流石に無茶ぶりくんのように行く手を阻むようなことをする無謀な方はいないと知って、帝都の皆さまの良識ある行動に一安心している。そして私は膝の上に乗っているクマのぬいぐるみに視線を向けた。
「そういえば、グイーさまが大人しいのですが……大丈夫でしょうか」
私の声に皆さまの視線がクマのぬいぐるみに集まるのだが、反応していれば『恥ずかしいのう』とでも声が上がりそうなのに。クマのぬいぐるみは無言を貫き通している。アガレス帝国の皆さまにクマのぬいぐるみが喋ることが露呈してから、割と頻繁に声を上げていたグイーさまが朝から黙ったままなのだ。
「寝てんじゃねえか?」
「気が向けば、父さんは勝手に喋り始める」
南の女神さまと西の女神さまから呆れたような声が上がった。そうして西の女神さまがクマのぬいぐるみの頭を手で掴んで、ぐりぐりと撫でまわす。
「ん。寝てる」
西の女神さまがクマのぬいぐるみの頭をひとしきりぐりぐりすると、彼女はグイーさまが寝ていると判断したようで私の膝の上から馬車の座席へと移した。
「反応がねえ……昨晩、酒を飲み過ぎたのかもな」
本当に親父殿は酒が好きだなと呆れ声を上げた南の女神さまは小さく息を吐いていた。そうして中央広場へと移動した馬車は少し遠巻きに、出店している沢山の屋台が見える位置に停まった。
どうやら朝ご飯を提供しているお店があるようで、馬車の中に良い匂いが漂ってきた。既に食事は済ませているのに、西の女神さまは平民の皆さまがどんな品を食べているのか気になるようだ。
彼女は窓に顔を近づけて匂いの元を探している。外には出られないという縛りがあるけれど……食べることはできるなと私はまた窓からジークとリンに視線を向けると、嬉しそうな表情でリンがこちらへとやってきた。
リンには誰かに屋台から食べ物を買ってきて欲しいとお願いする。その際、簡単に食べられる品が良いというお願いも出しておく。そうしてウーノさまから預かっている小銭を出してお願いと伝えれば、リンが嬉しそうに走って行った。
西の女神さまと南の女神さまは私の行動を見て首を傾げていた。暫く待っていると扉からノックの音が響いてリンが顔を出す。私は彼女にありがとうとお礼を告げればぱたんと扉が閉まる。私はなにを買ってきてくれたのだろうと、受け取った食べ物を覗く。
「私の好みの物を選んだか」
串焼きにパンとチーズにハム等いろいろだった。味が濃い目の品を選んでいるので、完全に私好みの品である。

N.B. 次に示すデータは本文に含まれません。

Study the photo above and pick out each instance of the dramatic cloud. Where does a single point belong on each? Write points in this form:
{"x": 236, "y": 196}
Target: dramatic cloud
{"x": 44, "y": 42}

「懐いてるよなあ。あたしらに遠慮してっから咎めてやるなよ」
「ナイ、ありがとうって伝えておいて」
南の女神さまが呆れた声を出しながら、私が持っているお肉の串焼きに手を伸ばす。西の女神さまも嬉しそうにお肉の串焼きに手を伸ばした。私の分のお肉の串焼きがないと気付いたのだが、致し方ないとお野菜さんの串焼きを手に取った。二柱の女神さまはリンと私が凄く仲が良いことを知ってくれているのだから、お肉の件については我慢すべきだと笑い、買ってきてくれた品を暫くの間楽しむのだった。